Wednesday, December 13, 2006

The Community Action Program

The reconstruction effort in Iraq have thus far been predominantly unsuccessful in revitalizing the county or stemming the conflict in Iraq. We have all heard the stories of corruption, waste mismanagement, etc. There are however several groups involved in reconstructing Iraq that achieve success on a daily basis, but due to security concerns cannot publicize these successes.

Most of these organizations are part of the Community Action Program (CAP) funded by USAID. These organizations are on the ground in Iraq supporting community organized and implemented programs that make a notable difference in the respective communities. CAP organizations contract all work directly to Iraqi firms, thus offering the thousands of employed Iraqi youth an alternative to militias and criminal syndicates. They provide Iraqis with the opportunity to have a say in their own future by identifying their own needs and developing programs that will address them.

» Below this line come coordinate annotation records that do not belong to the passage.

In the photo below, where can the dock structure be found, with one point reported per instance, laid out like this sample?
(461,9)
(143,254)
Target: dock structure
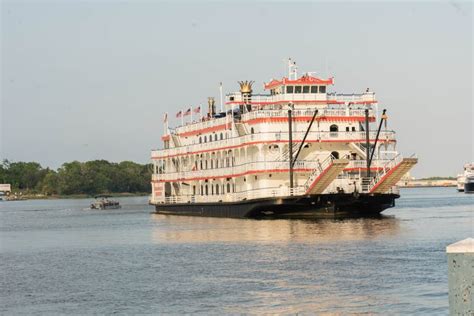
(461,277)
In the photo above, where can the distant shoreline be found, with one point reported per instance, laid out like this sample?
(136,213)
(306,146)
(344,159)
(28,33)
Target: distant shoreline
(70,196)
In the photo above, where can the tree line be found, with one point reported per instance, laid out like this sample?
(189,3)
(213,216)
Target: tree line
(91,177)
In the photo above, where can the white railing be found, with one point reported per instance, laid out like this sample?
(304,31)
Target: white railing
(271,137)
(234,98)
(197,125)
(344,112)
(233,197)
(238,169)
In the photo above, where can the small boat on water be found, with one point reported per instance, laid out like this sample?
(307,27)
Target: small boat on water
(465,181)
(104,203)
(469,183)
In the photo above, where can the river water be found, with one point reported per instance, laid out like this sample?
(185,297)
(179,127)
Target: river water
(57,257)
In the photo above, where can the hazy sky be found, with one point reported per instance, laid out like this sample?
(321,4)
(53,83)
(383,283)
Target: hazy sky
(91,80)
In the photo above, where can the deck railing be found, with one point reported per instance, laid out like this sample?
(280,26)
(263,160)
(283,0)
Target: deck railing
(273,137)
(198,125)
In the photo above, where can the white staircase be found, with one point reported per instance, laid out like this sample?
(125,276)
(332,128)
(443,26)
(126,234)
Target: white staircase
(324,174)
(391,173)
(359,149)
(241,129)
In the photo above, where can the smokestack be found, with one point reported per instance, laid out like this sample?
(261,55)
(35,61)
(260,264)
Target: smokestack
(212,107)
(246,91)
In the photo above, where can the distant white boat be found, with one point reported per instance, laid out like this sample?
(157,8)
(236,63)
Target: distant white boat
(460,182)
(466,180)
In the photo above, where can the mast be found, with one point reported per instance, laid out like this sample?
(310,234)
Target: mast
(222,98)
(367,141)
(290,136)
(384,117)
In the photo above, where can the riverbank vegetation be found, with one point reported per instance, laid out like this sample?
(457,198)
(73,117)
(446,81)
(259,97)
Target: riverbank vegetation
(77,178)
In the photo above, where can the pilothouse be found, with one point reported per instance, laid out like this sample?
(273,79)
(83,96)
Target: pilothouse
(297,150)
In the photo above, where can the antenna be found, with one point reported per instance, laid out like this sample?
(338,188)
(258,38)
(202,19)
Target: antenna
(289,67)
(222,98)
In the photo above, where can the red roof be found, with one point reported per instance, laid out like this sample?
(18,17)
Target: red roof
(304,80)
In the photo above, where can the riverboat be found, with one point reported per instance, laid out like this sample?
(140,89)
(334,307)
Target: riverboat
(296,150)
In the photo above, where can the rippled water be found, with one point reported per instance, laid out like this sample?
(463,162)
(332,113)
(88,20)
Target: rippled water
(58,257)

Because the specific work these organizations do cannot be publicized, it is not unusual for them to simply be lumped in with all the other reconstruction organizations such as Halliburton and Parsons. Nothing could be further from the truth. CAP programs are run quite efficiently and have a high rate of success. For example while the Halliburtons of Iraq spend up to 50% of their budget on security, CAP organizations spend only a negligible amount for the simple reason that there do not have to fear attacks from the community. The communities are the ones who devise and implement the development plans and so they are very much in support of the CAP programs. Bruce Parmelee, the Middle East Director of CHF International who has spent the last 4 years working with CAP, explains:
"Before we could do anything, the community would have to agree. I would tell them, 'It's for your community. You're the Iraqis. You can pave the way for this to happen.' And they did that. It was never a case of some American saying, 'This is what you need in your country.' People won't attack projects that they feel ownership of."
Also, according to the US government's own auditors the CAP programs have a success rate of 98%. Thus far the CAP program has helped:

* build/repair 830 schools;
* repair 337 roads;
* complete 325 water resource projects;
* launch 298 health-related initiatives; and
* improve 292 electric utility centers.

Yet despite being among one of the only things going right in Iraq today, CAP organizations must constantly fight with the administration for funding. In January, Bush will again ask for supplemental funds, but it is still unclear what funding CAP will receive if any. I do know that EPIC and many other Iraq-minded NGO's will be fighting to include substantial funding for CAP.